Royal Perth Hospital's study reviewed its prevocational Basic Surgical Program to assess its impact on participant preparedness for surgical training applications. The dataset, created by Eden Ouliel and last updated in April 2026, likely contains feedback and outcomes data from junior doctors. The 5.4 MB XLSX file examines how targeted skills development, mentorship, and academic support can enhance readiness for surgical training.
Use Cases
- Analyze the correlation between program participation and SET application outcomes based on the study's focus.
- Model factors influencing junior doctor preparedness for surgical training based on targeted skills development mentioned.
- Evaluate the perceived impact of mentorship and academic support components within a formalized training program.
- Benchmark program features to inform the design of similar surgical training initiatives across Australia.
Strengths
- Data is explicitly licensed under CC-BY-4.0, permitting broad reuse.
- File size is 5.4 MB, indicating a manageable download and analysis scale.
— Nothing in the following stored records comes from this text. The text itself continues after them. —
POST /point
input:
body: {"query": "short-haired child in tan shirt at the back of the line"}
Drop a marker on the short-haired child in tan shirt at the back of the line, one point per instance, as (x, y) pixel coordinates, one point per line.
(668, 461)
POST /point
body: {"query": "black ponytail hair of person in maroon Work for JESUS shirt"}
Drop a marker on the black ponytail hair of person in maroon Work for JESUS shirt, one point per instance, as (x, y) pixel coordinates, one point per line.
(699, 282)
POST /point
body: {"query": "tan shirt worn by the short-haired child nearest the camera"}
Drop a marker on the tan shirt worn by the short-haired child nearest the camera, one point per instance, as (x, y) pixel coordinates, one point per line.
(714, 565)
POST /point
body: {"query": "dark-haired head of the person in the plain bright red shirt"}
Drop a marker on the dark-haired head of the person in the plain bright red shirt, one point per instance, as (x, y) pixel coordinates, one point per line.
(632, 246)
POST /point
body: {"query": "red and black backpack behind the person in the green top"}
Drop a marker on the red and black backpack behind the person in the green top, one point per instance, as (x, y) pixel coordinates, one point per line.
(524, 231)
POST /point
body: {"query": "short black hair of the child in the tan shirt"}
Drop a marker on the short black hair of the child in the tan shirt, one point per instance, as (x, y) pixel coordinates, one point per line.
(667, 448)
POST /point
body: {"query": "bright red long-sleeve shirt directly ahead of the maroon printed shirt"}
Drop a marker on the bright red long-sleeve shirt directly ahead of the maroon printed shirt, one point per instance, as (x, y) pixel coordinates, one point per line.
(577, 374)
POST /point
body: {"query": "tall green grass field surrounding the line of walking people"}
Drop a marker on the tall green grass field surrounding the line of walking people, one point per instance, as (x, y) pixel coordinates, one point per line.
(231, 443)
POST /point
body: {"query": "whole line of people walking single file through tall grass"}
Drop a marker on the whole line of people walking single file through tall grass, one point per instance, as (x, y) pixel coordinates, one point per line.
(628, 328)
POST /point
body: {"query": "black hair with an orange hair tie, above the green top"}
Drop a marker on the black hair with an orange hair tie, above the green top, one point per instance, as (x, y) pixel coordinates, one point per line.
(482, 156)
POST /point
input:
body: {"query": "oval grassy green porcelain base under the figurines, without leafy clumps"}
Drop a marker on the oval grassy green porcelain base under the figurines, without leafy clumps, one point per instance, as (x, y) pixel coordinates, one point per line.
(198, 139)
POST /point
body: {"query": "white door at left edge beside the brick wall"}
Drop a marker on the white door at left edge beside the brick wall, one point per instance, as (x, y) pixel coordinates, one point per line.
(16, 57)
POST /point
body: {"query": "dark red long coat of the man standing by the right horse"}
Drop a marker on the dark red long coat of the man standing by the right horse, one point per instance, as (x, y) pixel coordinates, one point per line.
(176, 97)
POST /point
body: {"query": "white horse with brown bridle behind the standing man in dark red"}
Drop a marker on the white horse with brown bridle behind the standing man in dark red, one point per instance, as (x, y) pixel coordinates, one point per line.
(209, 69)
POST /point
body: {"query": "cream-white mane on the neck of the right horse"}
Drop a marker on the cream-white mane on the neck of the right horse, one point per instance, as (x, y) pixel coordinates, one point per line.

- The study provides a concrete foundation for informing similar surgical training initiatives.
Limitations
- Row count is unknown, which may limit suitability assessment for large-scale analysis.
- Column-level documentation is absent; field semantics must be inferred after download.
- Description metadata is limited; actual data quality requires manual inspection after download.
Provenance
- Source
- figshare, authored by Eden Ouliel.
- Collection Method
- Likely contains survey feedback and application outcome data collected from a program review.
- Time Range
- null
- Freshness
- Last updated 2026-04-23 03:37:51; freshness should be verified.
- Geography
- Data originates from Royal Perth Hospital in Australia.